HARARE (Xinhua) — Black market rates have surged in recent weeks resulting in concurrent hikes in the prices of basic commodities and a clamour from workers to have wages increased.
Amid the COVID-19 pandemic, the government, parastatals and the private sector are all laden with labor issues related to salary increases as the U.S. dollar rate hit over 1: 60 to the Zimbabwe dollar.
Illegal money changers are charging as much as 78 ZWL to 1 U.S. dollar and prices have also been galloping since most of the foreign currency used by manufacturers is acquired on the black market.
Prices of nearly all basic commodities, including milk, bread, sugar, beef, cooking oil and maize meal, have risen considerably in recent weeks, prompting workers to agitate for higher salaries.
The government is due to meet civil servant representatives this week to negotiate the gap between what is being offered by tax collector the Zimbabwe Revenue Authority (ZIMRA) and worker representatives.
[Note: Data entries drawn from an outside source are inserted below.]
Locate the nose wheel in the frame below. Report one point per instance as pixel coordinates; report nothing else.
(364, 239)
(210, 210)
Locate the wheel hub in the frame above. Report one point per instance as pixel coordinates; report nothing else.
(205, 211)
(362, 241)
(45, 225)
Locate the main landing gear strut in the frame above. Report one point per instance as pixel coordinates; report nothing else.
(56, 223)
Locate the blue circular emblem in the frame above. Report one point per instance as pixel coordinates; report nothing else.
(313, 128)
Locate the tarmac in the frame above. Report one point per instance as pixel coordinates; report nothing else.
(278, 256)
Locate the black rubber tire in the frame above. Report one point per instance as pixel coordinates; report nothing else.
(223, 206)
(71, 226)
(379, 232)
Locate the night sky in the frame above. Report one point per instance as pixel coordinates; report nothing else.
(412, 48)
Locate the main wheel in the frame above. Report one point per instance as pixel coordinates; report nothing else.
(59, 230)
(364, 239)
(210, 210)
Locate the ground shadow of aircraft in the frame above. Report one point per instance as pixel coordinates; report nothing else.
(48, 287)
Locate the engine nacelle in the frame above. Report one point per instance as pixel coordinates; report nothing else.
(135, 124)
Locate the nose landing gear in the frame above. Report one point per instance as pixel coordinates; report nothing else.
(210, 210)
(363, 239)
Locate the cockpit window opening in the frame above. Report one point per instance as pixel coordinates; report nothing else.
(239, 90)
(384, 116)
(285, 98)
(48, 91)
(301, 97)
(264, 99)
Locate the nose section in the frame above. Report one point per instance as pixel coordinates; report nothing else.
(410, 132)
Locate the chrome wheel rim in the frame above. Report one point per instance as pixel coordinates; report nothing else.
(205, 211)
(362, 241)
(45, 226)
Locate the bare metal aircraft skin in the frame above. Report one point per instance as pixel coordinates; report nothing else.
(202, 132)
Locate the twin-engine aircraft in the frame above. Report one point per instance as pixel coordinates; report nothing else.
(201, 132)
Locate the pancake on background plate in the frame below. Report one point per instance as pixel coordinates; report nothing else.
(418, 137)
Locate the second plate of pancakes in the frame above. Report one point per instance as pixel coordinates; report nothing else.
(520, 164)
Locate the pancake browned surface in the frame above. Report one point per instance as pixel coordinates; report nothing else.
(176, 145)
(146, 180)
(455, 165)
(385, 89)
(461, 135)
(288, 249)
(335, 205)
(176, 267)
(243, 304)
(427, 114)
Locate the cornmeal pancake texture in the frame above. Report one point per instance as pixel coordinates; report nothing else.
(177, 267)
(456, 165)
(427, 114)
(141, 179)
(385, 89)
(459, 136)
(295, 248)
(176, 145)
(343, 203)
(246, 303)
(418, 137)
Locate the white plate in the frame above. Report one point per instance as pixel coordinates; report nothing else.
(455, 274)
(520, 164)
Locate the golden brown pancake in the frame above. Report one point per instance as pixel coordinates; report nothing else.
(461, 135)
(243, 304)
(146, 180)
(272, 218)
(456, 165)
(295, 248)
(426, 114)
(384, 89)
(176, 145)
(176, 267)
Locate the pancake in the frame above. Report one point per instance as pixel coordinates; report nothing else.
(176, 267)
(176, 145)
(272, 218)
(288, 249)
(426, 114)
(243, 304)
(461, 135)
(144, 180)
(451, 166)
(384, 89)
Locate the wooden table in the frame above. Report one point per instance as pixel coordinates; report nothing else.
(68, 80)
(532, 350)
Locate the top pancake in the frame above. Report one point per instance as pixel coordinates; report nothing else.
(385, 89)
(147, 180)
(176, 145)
ZIMRA has offered the workers a 140 percent salary wage and benefit allowance increase to 3,370 ZWL per month for the least paid for the year while the Zimbabwe Revenue and Allied Trade Union (ZIMRATU) is negotiating for a 1,350 percent increase to 20,362 ZWL for the same.
Public Service, Labour and Social Welfare Minister Paul Mavima said the government was committed to comprehensively review its workers’ incomes and the National Joint Negotiating Council (NJNC) would meet soon over the workers’ welfare.
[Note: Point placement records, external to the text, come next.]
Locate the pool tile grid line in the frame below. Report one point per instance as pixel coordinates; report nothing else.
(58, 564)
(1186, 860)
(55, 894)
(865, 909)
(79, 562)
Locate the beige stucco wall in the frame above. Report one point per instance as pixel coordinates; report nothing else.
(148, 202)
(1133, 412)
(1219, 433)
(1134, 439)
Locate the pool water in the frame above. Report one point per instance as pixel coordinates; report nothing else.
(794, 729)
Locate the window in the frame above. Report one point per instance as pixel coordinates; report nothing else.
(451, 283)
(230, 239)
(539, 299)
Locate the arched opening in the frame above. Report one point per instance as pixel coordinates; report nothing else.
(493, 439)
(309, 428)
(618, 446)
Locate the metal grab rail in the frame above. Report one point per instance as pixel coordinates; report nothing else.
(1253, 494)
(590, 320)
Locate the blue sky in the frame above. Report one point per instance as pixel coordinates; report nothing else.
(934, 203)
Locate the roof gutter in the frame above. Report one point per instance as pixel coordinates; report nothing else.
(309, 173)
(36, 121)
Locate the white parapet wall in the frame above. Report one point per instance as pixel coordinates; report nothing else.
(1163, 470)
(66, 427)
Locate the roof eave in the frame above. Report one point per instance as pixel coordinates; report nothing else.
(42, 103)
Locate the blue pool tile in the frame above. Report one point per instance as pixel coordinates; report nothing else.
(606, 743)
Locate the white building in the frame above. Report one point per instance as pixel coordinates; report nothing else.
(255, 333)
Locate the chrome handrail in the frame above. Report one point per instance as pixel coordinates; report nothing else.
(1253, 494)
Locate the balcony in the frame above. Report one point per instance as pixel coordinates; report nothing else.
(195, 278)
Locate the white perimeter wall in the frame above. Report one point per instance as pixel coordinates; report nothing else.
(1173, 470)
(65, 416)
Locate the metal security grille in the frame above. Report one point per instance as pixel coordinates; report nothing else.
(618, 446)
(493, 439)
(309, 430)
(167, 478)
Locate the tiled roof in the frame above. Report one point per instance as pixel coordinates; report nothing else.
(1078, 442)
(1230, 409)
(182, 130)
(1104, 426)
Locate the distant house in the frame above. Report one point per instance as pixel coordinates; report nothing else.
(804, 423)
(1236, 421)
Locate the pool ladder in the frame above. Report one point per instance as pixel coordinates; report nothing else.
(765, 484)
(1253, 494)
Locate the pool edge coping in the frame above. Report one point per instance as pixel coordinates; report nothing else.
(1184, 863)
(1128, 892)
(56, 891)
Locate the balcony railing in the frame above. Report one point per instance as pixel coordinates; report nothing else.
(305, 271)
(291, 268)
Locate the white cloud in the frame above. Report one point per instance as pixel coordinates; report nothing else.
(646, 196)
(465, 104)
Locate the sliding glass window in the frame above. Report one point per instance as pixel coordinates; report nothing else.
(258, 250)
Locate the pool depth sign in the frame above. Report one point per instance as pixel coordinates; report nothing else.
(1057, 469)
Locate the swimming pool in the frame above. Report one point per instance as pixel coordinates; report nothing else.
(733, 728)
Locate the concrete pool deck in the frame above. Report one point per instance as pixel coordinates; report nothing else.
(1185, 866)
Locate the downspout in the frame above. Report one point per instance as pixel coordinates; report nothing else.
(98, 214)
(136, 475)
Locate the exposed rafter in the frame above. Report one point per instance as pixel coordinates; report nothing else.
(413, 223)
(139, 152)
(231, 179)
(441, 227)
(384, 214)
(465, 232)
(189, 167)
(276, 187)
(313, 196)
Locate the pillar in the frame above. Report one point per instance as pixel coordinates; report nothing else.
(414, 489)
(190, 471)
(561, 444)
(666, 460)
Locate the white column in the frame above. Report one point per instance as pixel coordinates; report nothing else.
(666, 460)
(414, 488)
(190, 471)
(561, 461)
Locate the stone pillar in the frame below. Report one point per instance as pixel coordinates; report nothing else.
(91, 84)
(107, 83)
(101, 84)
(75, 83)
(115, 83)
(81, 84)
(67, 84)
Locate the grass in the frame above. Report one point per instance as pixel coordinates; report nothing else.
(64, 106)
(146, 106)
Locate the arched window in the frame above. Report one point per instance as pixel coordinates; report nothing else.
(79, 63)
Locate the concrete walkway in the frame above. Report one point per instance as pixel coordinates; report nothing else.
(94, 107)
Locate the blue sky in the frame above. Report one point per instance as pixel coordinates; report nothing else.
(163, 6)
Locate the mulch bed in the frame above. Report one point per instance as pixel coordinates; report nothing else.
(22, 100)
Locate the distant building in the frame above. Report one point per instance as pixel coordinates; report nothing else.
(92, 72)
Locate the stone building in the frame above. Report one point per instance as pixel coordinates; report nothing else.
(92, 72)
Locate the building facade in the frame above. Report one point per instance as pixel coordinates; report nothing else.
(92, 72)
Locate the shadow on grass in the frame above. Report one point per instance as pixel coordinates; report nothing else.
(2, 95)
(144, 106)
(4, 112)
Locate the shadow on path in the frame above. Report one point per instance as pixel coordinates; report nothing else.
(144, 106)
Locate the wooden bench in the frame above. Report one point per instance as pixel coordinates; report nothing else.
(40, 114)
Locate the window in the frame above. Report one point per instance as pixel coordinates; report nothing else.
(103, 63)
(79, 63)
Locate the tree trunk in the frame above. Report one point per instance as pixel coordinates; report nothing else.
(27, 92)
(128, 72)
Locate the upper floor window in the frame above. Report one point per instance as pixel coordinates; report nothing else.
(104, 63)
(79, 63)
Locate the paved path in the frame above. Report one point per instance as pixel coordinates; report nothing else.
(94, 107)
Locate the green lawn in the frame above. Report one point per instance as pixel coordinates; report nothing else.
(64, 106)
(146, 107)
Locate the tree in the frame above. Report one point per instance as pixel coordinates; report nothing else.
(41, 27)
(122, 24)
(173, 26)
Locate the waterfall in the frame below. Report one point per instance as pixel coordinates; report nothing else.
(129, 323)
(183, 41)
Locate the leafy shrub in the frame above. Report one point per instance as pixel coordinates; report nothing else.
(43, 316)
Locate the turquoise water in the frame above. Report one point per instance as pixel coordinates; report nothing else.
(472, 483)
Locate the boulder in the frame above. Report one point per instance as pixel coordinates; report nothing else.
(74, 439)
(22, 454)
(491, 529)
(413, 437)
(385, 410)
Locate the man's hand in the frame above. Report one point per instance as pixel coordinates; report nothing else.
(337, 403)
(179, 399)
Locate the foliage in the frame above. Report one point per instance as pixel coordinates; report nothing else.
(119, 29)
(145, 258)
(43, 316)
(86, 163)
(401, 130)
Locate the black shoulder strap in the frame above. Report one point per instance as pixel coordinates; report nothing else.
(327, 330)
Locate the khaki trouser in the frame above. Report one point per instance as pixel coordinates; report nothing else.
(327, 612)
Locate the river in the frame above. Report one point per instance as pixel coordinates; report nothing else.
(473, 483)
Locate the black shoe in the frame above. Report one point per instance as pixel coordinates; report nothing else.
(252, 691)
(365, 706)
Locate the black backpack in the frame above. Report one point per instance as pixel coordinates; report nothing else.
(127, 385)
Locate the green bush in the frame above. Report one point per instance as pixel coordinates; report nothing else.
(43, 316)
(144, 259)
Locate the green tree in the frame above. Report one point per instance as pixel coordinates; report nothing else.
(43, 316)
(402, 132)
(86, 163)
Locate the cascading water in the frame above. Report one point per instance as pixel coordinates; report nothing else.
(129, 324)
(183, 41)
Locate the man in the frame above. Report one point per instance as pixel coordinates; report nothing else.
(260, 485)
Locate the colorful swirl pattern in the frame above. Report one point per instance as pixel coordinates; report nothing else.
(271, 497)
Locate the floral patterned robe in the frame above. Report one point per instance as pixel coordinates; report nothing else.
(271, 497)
“As Government we appreciate the need to cushion our workers against the tough economic environment. The NJNC should be meeting as the negotiating forum between government and its employees,” said Mavima.
“They last met in January when a minimum salary was agreed on, but we feel that there has been an erosion because of inflation. The issue of this erosion of incomes is well-appreciated by government,” he told The state-run Sunday Mail.
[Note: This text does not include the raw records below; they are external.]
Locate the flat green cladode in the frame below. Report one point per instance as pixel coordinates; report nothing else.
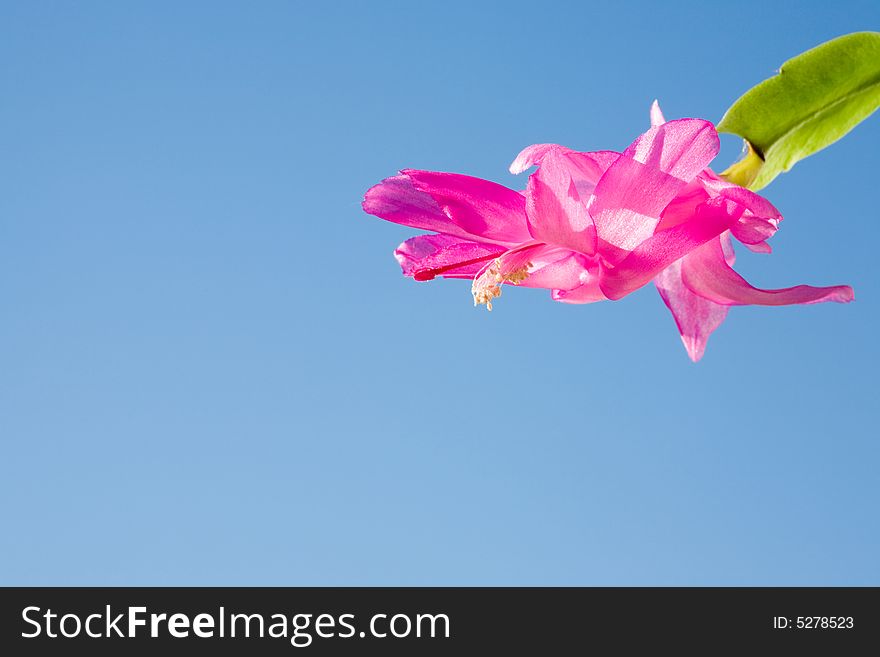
(814, 100)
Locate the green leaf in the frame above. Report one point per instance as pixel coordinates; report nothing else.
(816, 98)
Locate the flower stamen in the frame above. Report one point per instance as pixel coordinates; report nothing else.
(487, 286)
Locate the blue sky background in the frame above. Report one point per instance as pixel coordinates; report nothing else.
(212, 372)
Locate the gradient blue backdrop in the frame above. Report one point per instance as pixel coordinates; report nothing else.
(212, 371)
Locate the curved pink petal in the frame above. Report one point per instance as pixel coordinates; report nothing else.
(451, 203)
(482, 208)
(695, 317)
(657, 117)
(426, 256)
(634, 191)
(558, 269)
(587, 292)
(683, 206)
(761, 219)
(660, 250)
(532, 156)
(706, 273)
(556, 213)
(759, 247)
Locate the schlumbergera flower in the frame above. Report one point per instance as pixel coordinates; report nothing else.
(597, 226)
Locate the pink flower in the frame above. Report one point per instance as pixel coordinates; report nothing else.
(699, 288)
(596, 226)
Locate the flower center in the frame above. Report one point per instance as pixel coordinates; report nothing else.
(487, 286)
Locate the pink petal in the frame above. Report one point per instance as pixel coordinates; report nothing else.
(532, 156)
(426, 256)
(587, 292)
(761, 219)
(554, 208)
(706, 273)
(633, 192)
(660, 250)
(657, 117)
(451, 203)
(557, 268)
(695, 317)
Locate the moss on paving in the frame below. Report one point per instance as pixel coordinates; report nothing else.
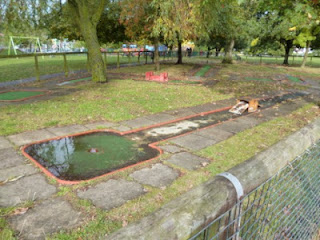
(203, 71)
(223, 156)
(17, 95)
(258, 79)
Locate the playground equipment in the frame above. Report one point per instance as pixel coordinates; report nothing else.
(12, 44)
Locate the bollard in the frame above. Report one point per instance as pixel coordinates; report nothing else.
(66, 70)
(36, 63)
(118, 60)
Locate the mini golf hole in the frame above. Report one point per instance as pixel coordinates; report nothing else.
(83, 157)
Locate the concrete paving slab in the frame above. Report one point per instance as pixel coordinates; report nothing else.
(48, 217)
(111, 194)
(213, 133)
(67, 130)
(20, 170)
(99, 125)
(187, 160)
(121, 128)
(193, 141)
(32, 187)
(4, 143)
(203, 108)
(160, 117)
(10, 158)
(29, 137)
(139, 122)
(171, 148)
(158, 175)
(180, 113)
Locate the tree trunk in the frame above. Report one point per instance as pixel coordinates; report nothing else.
(156, 54)
(208, 53)
(228, 52)
(288, 45)
(217, 51)
(179, 52)
(305, 57)
(87, 21)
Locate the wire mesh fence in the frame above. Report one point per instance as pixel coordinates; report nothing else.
(287, 206)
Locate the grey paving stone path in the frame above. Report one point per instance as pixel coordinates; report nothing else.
(10, 158)
(138, 122)
(213, 133)
(193, 141)
(187, 160)
(4, 143)
(48, 217)
(159, 175)
(29, 137)
(171, 148)
(34, 187)
(112, 193)
(160, 117)
(180, 113)
(67, 130)
(237, 125)
(122, 128)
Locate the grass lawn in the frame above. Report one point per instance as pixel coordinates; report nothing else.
(222, 157)
(21, 68)
(114, 101)
(120, 100)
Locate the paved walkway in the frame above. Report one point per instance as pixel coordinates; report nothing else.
(52, 213)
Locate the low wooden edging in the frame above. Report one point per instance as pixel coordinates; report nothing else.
(189, 213)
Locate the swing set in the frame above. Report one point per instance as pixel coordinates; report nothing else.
(12, 44)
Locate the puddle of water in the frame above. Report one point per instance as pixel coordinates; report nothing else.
(19, 95)
(175, 129)
(87, 156)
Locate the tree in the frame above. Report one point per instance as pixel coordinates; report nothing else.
(139, 16)
(87, 15)
(284, 22)
(175, 21)
(222, 25)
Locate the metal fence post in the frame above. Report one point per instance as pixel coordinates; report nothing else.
(105, 60)
(36, 63)
(118, 60)
(66, 70)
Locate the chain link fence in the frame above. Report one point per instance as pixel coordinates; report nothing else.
(287, 206)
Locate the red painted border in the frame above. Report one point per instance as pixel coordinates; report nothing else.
(152, 145)
(46, 92)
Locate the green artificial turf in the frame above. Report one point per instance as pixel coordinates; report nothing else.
(294, 79)
(258, 79)
(202, 71)
(17, 95)
(186, 82)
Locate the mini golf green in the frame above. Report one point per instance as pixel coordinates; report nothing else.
(89, 155)
(185, 82)
(19, 95)
(258, 79)
(202, 71)
(294, 79)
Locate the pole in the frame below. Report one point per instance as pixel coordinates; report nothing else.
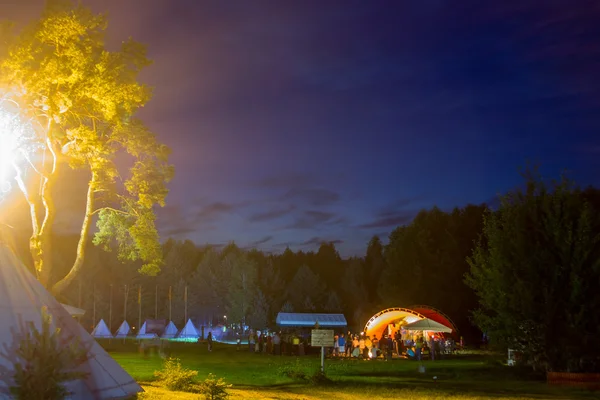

The Progressive Teachers’ Union of Zimbabwe (PTUZ) said in a tweet at the weekend that among conditions for re-opening of schools during the COVID-19 pandemic was the need to adjust teachers’ salaries.
“Our conditions for re-opening remain the same: a visible plateau viz.COVID-19 cases; testing of all teachers, ancillary staff, learners; provision of adequate PPE; USD520 salary or equivalent,” it said.
According to the Consumer Council of Zimbabwe, the monthly low-income urban family budget for a family of six was about 8,725 ZWL in May, yet the lowest-paid government worker earns about 3,000 ZWL before deductions.
Mavima said the government would not commit to paying its workers in foreign currency as widely expected by the civil service.
“Our position is that we cannot remunerate our workers in U.S. dollars. As government, we cannot run around looking for U.S. dollars when we have just introduced a new currency,” he said.
Zimbabwe Congress of Trade Unions secretary-general Japhet Moyo also told The Sunday Mail that most employers were failing to make salary adjustments according to inflation trends.
“We had this discussion about workers welfare at our Tripartite Negotiating Forum and there are various proposals that we put on the table,” said Moyo.
“The first one was to continuously review the incomes so that they follow inflationary trends. The second one was to see whether authorities can be able to establish an unemployment benefit scheme, because a number of able-bodied people are now unemployed and they need to be assisted,” he said.
He said the National Social Security Authority was tasked with crafting an unemployment benefit scheme to assist those who would have lost jobs.
“And thirdly, we needed to look at our currency reforms. Our view is that if that cannot be done as a short term measure we need to then ensure that incomes are regularly reviewed to follow the trend,” he said.
Employers Confederation of Zimbabwe president Israel Murefu said many businesses were either in intensive care or functionally dead and thus unable to review salaries.
He said the COVID-19 pandemic and the attendant lockdown had severely disrupted operations, markets and production value chains.
“Businesses are not only grappling with survival but escalating costs which threaten business viability,” he said.
“Therefore, given such a scenario, the first rule of thumb is to find ways of recovering and bringing back to life many businesses. Survival is the priority so that jobs or employment can be saved or restored to pre-lockdown levels if possible,” he said.
He also urged employees to exercise restraint when demanding salary reviews as employers had not been spared the economic challenges.
“The currency devaluation and consequent inflation are not sparing the employer. This means employers and employees have to meet each other halfway so that there is a win-win outcome,” he said.